State's minimum wage will reach $15 an hour Thursday

May 26—Connecticut's minimum wage will rise from $14 an hour to $15 an hour on Thursday, June 1, the fifth minimum-wage hike since Gov. Ned Lamont signed into law a 2019 bill that scheduled increases every 11 months.

Before the first of the five increases, the state's minimum wage was $10.10 an hour.

"This is a fair, modest increase, and the money earned will be spent right back into our own economy and support local businesses," Lamont said Thursday in an announcement reminding people of the latest bump in the minimum wage.

What hasn't changed over the past four years is the "subminimum wage" employers of tipped employees ― those working in service jobs in hotels and restaurants and as bartenders ― are required to pay. Employers are allowed to credit some of their employees' tips toward their obligation to pay the minimum wage.

In Connecticut, the subminimum wage for service employees, such as waiters and waitresses, will remain $6.38 an hour and for bartenders $8.23 an hour. Employers can take a "tip credit" ― the difference between the subminimum wage and the minimum wage ― so long as the employee earns the minimum wage with tips. As of June 1, employers can take tip credits of $8.62 an hour for waiters and waitresses and $6.77 an hour for bartenders.

Employers are required to pay more, if necessary, to ensure workers receive minimum wage.
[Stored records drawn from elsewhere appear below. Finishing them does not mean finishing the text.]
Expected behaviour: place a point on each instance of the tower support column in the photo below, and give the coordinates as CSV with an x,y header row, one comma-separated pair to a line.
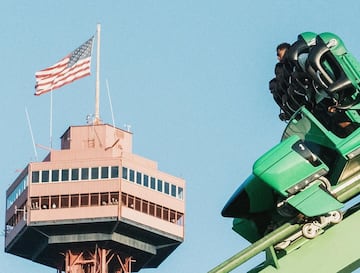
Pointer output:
x,y
95,261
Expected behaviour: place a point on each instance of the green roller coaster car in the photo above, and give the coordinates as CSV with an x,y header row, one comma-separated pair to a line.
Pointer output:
x,y
319,154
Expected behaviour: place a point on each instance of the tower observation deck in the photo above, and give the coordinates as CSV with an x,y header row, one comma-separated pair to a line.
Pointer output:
x,y
95,207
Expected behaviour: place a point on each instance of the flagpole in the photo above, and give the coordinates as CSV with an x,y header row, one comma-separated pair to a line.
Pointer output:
x,y
97,85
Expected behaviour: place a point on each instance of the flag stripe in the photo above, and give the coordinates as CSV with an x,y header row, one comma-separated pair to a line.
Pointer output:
x,y
73,67
61,80
82,65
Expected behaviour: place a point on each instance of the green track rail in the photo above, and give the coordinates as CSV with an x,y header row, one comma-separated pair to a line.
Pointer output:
x,y
335,250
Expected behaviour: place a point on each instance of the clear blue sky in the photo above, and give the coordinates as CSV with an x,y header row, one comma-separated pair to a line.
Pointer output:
x,y
190,77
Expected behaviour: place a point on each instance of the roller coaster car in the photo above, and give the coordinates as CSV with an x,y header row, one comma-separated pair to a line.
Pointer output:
x,y
319,151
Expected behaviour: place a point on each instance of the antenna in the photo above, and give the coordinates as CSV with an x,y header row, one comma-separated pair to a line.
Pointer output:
x,y
31,133
112,112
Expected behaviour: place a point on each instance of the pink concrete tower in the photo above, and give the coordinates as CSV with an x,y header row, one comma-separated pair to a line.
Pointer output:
x,y
95,207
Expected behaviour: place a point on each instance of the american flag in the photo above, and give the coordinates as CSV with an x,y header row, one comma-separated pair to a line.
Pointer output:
x,y
74,66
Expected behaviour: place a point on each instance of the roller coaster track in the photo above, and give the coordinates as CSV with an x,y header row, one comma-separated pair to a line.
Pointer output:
x,y
337,249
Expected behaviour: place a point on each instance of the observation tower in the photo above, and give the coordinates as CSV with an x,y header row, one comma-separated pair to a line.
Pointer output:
x,y
94,206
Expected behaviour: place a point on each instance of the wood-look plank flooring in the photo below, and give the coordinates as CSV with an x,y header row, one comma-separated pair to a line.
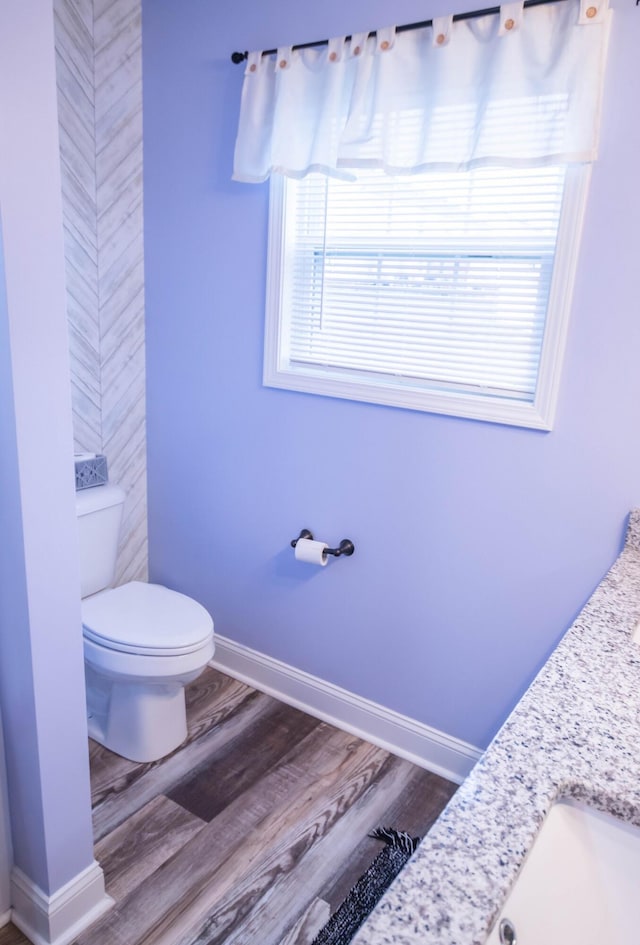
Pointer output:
x,y
251,833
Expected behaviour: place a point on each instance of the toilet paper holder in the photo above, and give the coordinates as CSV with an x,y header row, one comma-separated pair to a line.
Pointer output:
x,y
346,546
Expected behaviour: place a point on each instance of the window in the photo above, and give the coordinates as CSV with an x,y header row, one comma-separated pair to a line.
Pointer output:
x,y
446,292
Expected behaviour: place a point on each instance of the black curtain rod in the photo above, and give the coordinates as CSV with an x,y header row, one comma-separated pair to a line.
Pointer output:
x,y
238,57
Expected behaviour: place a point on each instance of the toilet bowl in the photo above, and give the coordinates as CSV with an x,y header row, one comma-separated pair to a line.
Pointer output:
x,y
142,643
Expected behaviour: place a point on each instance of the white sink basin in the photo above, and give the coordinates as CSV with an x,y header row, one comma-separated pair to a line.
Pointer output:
x,y
578,884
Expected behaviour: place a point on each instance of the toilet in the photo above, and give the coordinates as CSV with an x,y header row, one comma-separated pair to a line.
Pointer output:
x,y
142,642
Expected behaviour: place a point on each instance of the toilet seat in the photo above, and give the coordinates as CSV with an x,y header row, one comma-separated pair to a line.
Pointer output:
x,y
146,619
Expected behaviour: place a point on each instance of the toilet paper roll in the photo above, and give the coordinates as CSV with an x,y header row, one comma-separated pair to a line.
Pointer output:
x,y
313,552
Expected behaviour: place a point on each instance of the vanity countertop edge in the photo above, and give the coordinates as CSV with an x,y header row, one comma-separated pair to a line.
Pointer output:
x,y
575,733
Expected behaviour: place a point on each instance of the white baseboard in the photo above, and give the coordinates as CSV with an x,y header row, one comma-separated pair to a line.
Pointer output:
x,y
418,743
59,918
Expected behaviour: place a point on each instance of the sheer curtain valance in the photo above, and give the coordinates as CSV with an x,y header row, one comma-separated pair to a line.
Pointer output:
x,y
520,89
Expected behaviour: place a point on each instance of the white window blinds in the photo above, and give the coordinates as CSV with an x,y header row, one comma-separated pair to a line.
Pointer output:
x,y
440,281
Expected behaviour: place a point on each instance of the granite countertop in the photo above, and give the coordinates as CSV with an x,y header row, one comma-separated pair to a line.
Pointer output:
x,y
575,733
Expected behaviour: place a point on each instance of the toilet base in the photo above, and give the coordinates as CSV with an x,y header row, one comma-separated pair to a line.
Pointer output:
x,y
137,720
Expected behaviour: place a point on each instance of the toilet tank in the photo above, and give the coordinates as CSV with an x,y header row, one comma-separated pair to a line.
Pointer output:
x,y
99,512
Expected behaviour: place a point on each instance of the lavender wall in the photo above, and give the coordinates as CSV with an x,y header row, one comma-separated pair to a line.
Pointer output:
x,y
41,661
476,544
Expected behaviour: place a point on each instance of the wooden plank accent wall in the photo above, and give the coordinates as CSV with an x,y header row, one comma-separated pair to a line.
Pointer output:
x,y
99,68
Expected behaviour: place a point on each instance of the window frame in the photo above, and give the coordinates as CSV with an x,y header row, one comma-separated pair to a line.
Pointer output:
x,y
538,414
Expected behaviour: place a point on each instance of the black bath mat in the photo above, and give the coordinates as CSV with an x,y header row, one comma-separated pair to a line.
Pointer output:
x,y
366,893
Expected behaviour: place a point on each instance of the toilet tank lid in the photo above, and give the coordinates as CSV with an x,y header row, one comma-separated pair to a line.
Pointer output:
x,y
99,497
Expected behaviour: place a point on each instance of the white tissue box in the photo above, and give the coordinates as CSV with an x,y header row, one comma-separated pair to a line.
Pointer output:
x,y
91,470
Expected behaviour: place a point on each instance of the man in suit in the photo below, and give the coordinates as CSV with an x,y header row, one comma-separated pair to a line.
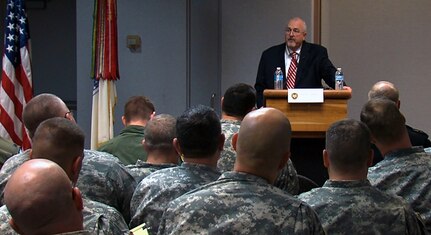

A bill approved in March by the legislature's Labor and Public Employees Committee and awaiting further consideration would eliminate the subminimum wage and establish one minimum wage across the board. It would ensure that tipped workers are paid minimum wage without relying on tips from customers to supplement a subminimum wage.

The committee's eight Democratic members voted for the bill while its four Republican members voted against it.

Testifying at a public hearing on the bill, Dante Bartolomeo, commissioner of the state Department of Labor, noted that the 2019 law that increased the minimum wage for most workers did not benefit tipped workers. She also said the department was concerned that an unintended consequence of the bill could be that customers tip less, reducing tipped workers' wages.

Representatives of labor unions supported the bill, with SEIU District 1199 New England testifying that about 70,000 tipped workers in Connecticut's restaurant and hospitality industries were left behind by the 2019 law. Union reps said that since 70% of the state's tipped workers are women and 36% are people of color, passage of the bill would address racial and gender inequities.